Based on the audit data and corroborating research, three factors had the strongest predictive power:

1. Answer-First Content Structure

Pages where the direct answer appears in the first 100 words get extracted more often. This means:

  • Lead with the answer, not the question
  • Keep opening paragraphs to 25-40 words
  • Use clear, factual statements without qualifying language
  • Structure H2 headings as questions the reader would ask AI

The qualifying language point is critical. Phrases like "it depends," "in many cases," or "it can be argued" signal uncertainty. AI systems prefer definitive statements they can extract as answers.

2. dateModified Schema with Substantive Updates

The 1.8x citation lift from dateModified schema is real, but only when paired with actual content updates. Google penalizes fake freshness signals, meaning you cannot just bump the date without changing anything.
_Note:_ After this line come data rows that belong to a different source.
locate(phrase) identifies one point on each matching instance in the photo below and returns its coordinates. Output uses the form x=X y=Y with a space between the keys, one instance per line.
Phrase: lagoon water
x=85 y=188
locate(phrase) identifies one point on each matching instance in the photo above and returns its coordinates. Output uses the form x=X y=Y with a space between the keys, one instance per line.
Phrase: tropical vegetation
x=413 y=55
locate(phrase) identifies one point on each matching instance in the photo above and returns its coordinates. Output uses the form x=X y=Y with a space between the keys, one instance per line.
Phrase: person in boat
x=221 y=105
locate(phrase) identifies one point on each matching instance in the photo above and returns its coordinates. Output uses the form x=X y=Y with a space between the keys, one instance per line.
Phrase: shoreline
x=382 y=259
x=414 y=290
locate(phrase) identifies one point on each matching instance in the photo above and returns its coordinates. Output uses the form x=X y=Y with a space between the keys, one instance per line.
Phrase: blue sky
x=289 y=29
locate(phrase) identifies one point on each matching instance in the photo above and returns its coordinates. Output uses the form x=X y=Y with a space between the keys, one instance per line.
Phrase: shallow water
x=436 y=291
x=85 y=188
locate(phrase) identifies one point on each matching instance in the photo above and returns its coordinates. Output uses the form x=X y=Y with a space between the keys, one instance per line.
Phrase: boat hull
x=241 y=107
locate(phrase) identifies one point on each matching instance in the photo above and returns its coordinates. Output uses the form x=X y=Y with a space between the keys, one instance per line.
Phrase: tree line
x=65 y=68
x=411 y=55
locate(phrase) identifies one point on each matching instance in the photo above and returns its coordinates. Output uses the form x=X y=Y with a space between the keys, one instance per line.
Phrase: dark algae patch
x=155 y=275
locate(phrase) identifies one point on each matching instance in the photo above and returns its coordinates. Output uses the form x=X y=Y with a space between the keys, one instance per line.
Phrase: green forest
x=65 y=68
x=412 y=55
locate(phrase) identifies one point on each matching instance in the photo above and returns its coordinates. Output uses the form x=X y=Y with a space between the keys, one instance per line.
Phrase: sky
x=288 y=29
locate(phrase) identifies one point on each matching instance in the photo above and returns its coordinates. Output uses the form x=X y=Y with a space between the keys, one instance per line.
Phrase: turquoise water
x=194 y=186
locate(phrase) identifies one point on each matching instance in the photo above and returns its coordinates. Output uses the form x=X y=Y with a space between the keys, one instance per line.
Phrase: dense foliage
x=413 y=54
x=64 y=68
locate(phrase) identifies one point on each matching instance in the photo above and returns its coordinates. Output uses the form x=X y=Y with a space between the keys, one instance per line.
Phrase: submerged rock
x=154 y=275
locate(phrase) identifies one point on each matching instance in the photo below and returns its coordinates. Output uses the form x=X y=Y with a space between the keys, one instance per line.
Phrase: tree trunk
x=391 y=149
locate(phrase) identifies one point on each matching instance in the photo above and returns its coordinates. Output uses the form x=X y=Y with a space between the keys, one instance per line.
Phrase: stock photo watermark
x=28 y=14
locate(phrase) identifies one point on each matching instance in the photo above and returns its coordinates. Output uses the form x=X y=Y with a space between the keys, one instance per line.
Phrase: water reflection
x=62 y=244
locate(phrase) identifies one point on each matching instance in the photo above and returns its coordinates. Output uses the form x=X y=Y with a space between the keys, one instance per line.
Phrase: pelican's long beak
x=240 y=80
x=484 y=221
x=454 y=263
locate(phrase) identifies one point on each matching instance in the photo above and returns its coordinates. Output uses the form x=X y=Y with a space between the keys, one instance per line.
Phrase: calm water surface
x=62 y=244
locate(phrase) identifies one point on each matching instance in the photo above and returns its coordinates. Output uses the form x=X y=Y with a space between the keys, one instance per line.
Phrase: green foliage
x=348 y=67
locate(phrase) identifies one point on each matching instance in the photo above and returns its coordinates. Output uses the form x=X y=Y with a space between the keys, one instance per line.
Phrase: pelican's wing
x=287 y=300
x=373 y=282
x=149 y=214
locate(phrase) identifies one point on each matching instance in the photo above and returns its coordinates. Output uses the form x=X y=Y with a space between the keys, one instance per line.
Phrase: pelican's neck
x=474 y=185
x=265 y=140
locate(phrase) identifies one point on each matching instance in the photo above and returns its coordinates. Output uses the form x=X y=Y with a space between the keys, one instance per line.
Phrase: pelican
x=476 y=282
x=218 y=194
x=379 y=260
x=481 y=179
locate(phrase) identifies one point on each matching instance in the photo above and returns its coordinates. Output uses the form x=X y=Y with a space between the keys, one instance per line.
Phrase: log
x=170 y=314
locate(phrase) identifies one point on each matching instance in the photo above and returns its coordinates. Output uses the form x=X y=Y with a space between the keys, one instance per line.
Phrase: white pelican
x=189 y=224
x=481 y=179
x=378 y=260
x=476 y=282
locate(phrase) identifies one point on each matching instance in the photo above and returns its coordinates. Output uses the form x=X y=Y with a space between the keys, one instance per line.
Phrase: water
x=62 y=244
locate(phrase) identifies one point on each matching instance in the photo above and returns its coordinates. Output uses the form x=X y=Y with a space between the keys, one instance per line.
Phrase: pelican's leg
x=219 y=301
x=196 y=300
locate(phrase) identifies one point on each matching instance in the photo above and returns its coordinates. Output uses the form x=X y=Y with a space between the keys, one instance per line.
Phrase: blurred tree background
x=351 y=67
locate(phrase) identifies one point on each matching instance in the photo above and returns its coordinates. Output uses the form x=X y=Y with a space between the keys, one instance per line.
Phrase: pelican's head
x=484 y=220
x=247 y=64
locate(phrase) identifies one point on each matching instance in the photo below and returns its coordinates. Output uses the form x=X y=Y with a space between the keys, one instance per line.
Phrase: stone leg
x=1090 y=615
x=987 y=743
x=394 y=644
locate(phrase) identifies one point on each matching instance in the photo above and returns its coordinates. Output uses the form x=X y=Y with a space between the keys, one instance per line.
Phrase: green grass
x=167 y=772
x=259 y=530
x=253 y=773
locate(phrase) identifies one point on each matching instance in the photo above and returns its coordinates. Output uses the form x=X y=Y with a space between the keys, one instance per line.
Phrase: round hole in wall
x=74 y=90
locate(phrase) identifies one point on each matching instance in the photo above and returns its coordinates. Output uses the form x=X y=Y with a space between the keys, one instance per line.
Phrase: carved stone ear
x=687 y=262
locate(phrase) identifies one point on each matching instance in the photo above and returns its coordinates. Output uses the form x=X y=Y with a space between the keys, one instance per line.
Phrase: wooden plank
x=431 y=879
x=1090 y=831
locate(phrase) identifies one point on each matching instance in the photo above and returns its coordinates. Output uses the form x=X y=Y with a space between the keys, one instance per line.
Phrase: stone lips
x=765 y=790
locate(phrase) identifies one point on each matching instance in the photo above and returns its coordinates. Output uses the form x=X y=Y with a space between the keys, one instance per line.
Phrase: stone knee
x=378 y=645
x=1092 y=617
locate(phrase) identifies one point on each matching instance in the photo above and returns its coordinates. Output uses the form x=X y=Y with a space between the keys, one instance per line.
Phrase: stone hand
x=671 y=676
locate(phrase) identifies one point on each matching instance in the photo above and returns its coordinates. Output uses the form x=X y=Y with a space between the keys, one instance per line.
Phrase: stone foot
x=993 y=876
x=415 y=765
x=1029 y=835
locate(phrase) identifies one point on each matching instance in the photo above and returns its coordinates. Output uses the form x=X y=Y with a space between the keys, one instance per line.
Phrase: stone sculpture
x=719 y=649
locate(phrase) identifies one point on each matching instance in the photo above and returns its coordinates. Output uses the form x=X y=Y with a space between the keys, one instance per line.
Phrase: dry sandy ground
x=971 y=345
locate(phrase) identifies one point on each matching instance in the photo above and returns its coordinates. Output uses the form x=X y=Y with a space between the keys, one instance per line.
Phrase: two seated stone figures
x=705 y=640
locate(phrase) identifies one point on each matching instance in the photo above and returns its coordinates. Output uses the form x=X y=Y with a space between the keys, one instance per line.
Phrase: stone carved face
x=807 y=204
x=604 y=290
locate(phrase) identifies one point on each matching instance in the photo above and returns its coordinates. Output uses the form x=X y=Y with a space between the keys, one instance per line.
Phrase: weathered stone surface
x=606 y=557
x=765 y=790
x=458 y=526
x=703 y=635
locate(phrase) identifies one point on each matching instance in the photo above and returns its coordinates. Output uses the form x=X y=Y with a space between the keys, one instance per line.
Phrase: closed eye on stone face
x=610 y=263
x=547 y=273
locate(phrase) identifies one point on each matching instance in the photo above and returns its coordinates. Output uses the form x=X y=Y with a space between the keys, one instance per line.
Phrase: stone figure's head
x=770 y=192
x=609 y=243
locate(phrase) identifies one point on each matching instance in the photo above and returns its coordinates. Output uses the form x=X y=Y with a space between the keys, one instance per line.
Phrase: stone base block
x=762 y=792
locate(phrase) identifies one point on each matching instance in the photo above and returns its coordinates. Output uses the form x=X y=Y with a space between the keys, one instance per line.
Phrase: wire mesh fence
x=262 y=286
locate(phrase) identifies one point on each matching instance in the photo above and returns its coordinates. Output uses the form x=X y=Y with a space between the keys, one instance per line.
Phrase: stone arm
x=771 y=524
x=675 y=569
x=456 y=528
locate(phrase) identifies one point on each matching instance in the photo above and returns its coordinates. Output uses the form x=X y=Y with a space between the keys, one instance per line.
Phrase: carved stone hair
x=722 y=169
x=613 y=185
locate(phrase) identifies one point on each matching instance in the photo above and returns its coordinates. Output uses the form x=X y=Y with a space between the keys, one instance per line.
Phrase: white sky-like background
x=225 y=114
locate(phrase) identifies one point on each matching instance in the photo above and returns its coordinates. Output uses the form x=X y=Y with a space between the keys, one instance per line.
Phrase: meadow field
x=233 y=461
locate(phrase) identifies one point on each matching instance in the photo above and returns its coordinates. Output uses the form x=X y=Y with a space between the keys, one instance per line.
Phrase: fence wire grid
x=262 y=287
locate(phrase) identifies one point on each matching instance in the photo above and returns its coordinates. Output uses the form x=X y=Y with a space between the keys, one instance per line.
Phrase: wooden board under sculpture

The safe approach:

  • Update content quarterly with new data and statistics
  • Add at least 100 words of substantive new content per refresh
  • Reference current-year sources and data points
  • Only update dateModified when the refresh is genuine

3. Inline Statistics and Original Data

Pages with inline statistics get 40%+ more AI citations. This makes sense: AI systems need claims they can attribute, and specific numbers are the easiest claims to attribute to a source.

Original data is even more powerful. If your page contains data that does not exist elsewhere, AI has no choice but to cite you when referencing it. This is why I publish audit results and benchmark data publicly. The comparison table at the top of this article is data that exists nowhere else.

What This Means for Your Site

The path from invisible to cited is not about building more backlinks or increasing your DA. It is about making your content technically extractable by AI systems.

The checklist is short:

  1. Check your infrastructure. Run a free scan to verify the 10 baseline signals.
  2. Restructure your content. Lead with answers. Use question-based headings. Add FAQ and HowTo schema.
  3. Publish original data. Give AI systems something they can only get from you.
  4. Keep content fresh. Update quarterly with substantive changes and current statistics.
  5. Test across platforms. Query ChatGPT, Perplexity, and Claude with questions your site should answer. Track citation rates over time.

The sites that get cited in 2026 will not be the ones with the highest DA. They will be the ones whose content is structured so AI systems can extract, trust, and attribute it.